[conspire] new computer?
Rick Moen
rick at linuxmafia.com
Tue Nov 20 03:19:04 PST 2018
Quoting Ivan Sergio Borgonovo (mail at webthatworks.it):
> I tend to use computers till some of their parts start to be
> unreliable.
Same here, though in many cases I've given them away before that.
Some of the difference in our perceptions may trace to just the fact
of Silicon Valley being atypical. At any given time, there's a great
deal of slightly used and very good hardware floating around (along with
a great deal that isn't good, of course). Machines two years old can,
if you poke around, be found in peak condition at high discount.

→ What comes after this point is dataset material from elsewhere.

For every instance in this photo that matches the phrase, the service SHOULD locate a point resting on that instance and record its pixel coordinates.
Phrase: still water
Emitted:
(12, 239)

Speaking for myself, I also got really good at avoiding hardware (and
hardware components) that's likely to have either reliability or
software-support problems for a very long time, (mostly) unconsciously
implementing Moen's Law of Hardware.
http://linuxmafia.com/~rick/lexicon.html#moenslaw-hardware
Moen's Law of Hardware
After years of helping people with hapless computer-hardware woes,
especially trouble-prone categories such as Linux on laptops, exotic
peripheral interfaces, etc., it occurred to me to wonder why I never had
such problems. It was mainly because of instinctive avoidance of dodgy,
exotic, new, and/or badly designed components -- which happens to track
strongly with programmers' characteristic prejudices. There's a logic to
that, which may not be immediately apparent to many:
Drivers for hardware don't emerge like Athena from the head of Zeus:
Someone has to create them. Especially for open-source OSes such as
Linux, this involves a chipset being brought to market, for it to be out
long enough for coders to buy and start using it, and for them to (if
necessary, absent manufacturer cooperation) do the hard work of
reverse-engineering required to write and debug hardware support. Then,
the resulting code filters out to various OS distributions' next
releases, and thus eventually to users.
It follows that, if you blithely buy what's new and shiny, or so badly
designed or built that coders eschew it, or so exotic that coders tend
not to own it, it will probably have sucky software support, especially
in open source. (Proprietary drivers can be written under NDA, often
before the hardware's release, while manufacturer help is routinely
denied to the open source world.) Conversely, if you buy equipment
that's been out for a while, doesn't suffer the (e.g., Diamond
Multimedia) problem of chip-du-jour, is bog-standard and of good but not
exotically expensive quality, it will probably have stellar driver
quality, because coders who rely on that hardware will make sure of
that.
Thus, it's very common for slightly ageing but good-quality gear to
outperform and be more reliable than the latest gee-whiz equipment,
because of radically better software support — not to mention the price
advantage.
Ergo, in 1999, instead of buying a current-production laptop to run
Linux on, I bought, used, a Sony VAIO PCG-505TX, because I knew several
Linux kernel coders had been using those as primary machines.
Performance and stability have been exceptional.
More broadly, if you can identify the types of gear programmers would
favour — and avoid — you'll be ahead of the game. Coders would avoid
winmodems / winprinters, brand-new 3D video chipsets, cheesy and
unsupported SATA "fakeraid" chipsets, low-end scanners reached through
parallel ports ganged to ATAPI ganged to SCSI chipsets, cheap
multifunction scanner/printer/fax boxes, hopelessly proprietary USB aDSL
bridge cards, etc. They would favour parts of standard interface,
command-set, and chipset design and high enough quality that they might
be reused in multiple machines over a long service life.
That's a rather old lexicon-page entry, as witness the reference to
winmodems. However, I've found it to still voice general truth.
> A really big slice of economy now run on Linux. No one would be so
> crazy to put on the market "common hardware" that can't run Linux
> and nowaday chipset are highly coupled with the CPU (so coupled I'm
> not aware of any chipset made by 3rd parties other than the CPU
> maker).
Well, I just mentioned about the very recent Intel chipset that was
quite terrible for Linux (instability) for the better part of a year
after it was already the basis for wildly popular PC models. That's
really not that uncommon among brand-new motherboard/CP chipsets, sadly.
> Notable exceptions are: wifi for notebooks, video boards, ethernets.
Well, here's what happens quite a bit: Broadcom (say) introduces yet
another cheap ethernet chipset that is only a tiny bit different from
the prior one, and probably works with one of the existing Linux open
source drivers with little or no modifiction, except for one little
problem: It has a new PCI ID identifier, which means that kernel
autoprobing will not know what driver to modprobe for it. So, all those
customers buying it as new hardware for Linux will be mystified at the
apparently unsupported ethernet hardware. _Very_ determined users may
read a technical analysis or figure out the problem and patch the PCI
IDs database to compensate, but otherwise users will need to await a new
packaged kernel incorporating the PCI IDs update.